Le cœur du prince se mit à battre la chamade. Les yeux du chevalier brillaient. Il saisit la main de son bien-aimé et la posa sur son cœur puis rapprocha doucement son visage du sien.

-Prince Rodney, quel plaisir de vous trouver céans. Quelle merveilleuse nuit, n'est ce pas, s'exclama la voix forte du roi Kolya qui surgit brusquement de l'obscurité.

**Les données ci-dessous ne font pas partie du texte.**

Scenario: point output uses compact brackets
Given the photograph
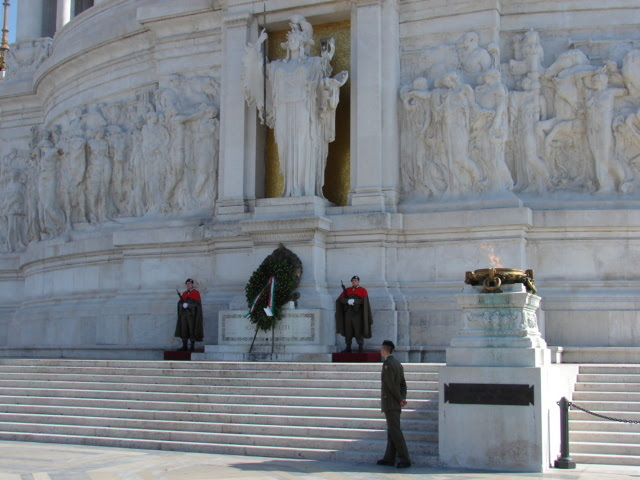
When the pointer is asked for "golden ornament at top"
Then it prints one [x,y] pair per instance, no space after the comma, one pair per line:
[493,278]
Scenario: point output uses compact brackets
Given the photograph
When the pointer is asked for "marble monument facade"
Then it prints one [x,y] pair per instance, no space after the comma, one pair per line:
[481,133]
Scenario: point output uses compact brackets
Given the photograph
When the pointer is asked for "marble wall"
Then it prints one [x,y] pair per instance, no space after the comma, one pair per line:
[482,133]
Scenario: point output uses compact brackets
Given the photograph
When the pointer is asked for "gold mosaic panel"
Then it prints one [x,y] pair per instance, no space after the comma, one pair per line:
[337,172]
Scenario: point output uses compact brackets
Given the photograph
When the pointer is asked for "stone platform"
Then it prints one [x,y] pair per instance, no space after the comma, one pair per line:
[353,357]
[183,355]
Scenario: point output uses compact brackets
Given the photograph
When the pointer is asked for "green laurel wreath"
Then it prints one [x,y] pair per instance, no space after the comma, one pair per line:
[283,269]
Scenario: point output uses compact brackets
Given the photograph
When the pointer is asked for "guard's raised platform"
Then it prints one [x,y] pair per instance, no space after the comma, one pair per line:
[364,357]
[181,354]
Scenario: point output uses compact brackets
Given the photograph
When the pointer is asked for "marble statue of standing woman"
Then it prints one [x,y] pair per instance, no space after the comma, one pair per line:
[295,89]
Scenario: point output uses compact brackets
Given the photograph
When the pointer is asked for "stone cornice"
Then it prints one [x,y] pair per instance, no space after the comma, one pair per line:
[299,229]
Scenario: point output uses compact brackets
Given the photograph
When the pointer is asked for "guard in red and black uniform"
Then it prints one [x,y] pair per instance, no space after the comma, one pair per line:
[353,314]
[189,324]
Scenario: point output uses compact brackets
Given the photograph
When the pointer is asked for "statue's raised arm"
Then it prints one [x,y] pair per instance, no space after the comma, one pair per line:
[253,74]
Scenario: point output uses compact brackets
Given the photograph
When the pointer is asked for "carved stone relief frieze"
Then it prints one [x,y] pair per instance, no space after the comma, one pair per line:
[23,58]
[156,154]
[571,126]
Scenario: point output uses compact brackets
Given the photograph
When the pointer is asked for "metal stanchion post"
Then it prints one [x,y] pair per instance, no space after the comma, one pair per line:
[565,460]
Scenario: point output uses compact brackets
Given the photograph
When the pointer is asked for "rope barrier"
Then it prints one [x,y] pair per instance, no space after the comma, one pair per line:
[636,422]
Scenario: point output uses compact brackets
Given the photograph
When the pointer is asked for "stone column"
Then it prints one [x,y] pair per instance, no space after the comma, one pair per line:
[375,66]
[238,124]
[63,14]
[29,20]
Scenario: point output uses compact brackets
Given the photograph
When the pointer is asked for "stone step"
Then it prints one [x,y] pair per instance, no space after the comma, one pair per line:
[242,395]
[279,387]
[169,366]
[612,391]
[605,448]
[632,369]
[20,410]
[226,449]
[604,378]
[581,397]
[9,372]
[420,448]
[606,437]
[618,414]
[594,424]
[428,410]
[290,410]
[627,460]
[620,386]
[333,430]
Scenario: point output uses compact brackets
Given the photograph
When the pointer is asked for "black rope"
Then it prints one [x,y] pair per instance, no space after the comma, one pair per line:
[571,404]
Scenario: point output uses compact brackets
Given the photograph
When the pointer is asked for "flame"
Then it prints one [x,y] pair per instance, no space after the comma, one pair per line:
[494,260]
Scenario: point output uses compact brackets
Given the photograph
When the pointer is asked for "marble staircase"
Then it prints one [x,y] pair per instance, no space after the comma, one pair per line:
[292,410]
[612,391]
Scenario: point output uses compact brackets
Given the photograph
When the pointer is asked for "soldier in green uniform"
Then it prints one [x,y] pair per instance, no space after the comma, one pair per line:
[393,398]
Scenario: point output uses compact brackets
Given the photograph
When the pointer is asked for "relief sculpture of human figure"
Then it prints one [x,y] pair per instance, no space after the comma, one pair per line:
[301,97]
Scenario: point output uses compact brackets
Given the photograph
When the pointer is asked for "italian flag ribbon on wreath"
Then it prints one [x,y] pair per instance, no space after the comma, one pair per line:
[269,287]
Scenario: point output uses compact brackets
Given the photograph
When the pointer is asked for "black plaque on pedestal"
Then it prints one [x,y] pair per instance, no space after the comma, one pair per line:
[488,394]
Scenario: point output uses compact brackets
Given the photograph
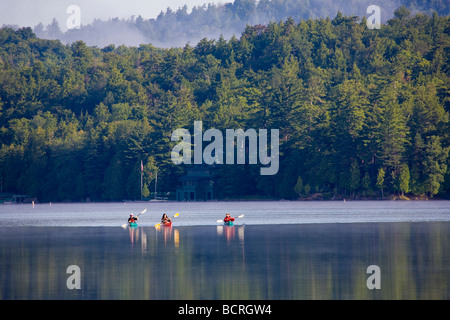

Mortecouille ! Mais il allait en faire de la pâtée pour repaître les larves qui grouillaient dans les douves, de ce chien galeux ! Il n'y avait vraiment aucun moyen d'embrasser son prince en paix ! Mais quel avait donc été son crime pour être poursuivi par une déveine pareille !

Le roi fit silence puis enfin continua d'un ton pensif : Je viens souvent en ces lieux contempler les cieux étoilés. C'est curieux, parfois il me prend l'idée étrange que ma véritable demeure est loin, là-haut. Comme si je m'étais par mégarde fourvoyé de… Mais trêve de mélancolie. La nuit bleutée me fait songer à vos yeux, prince, susurra t'il, ignorant délibérément le chevalier Sheppard.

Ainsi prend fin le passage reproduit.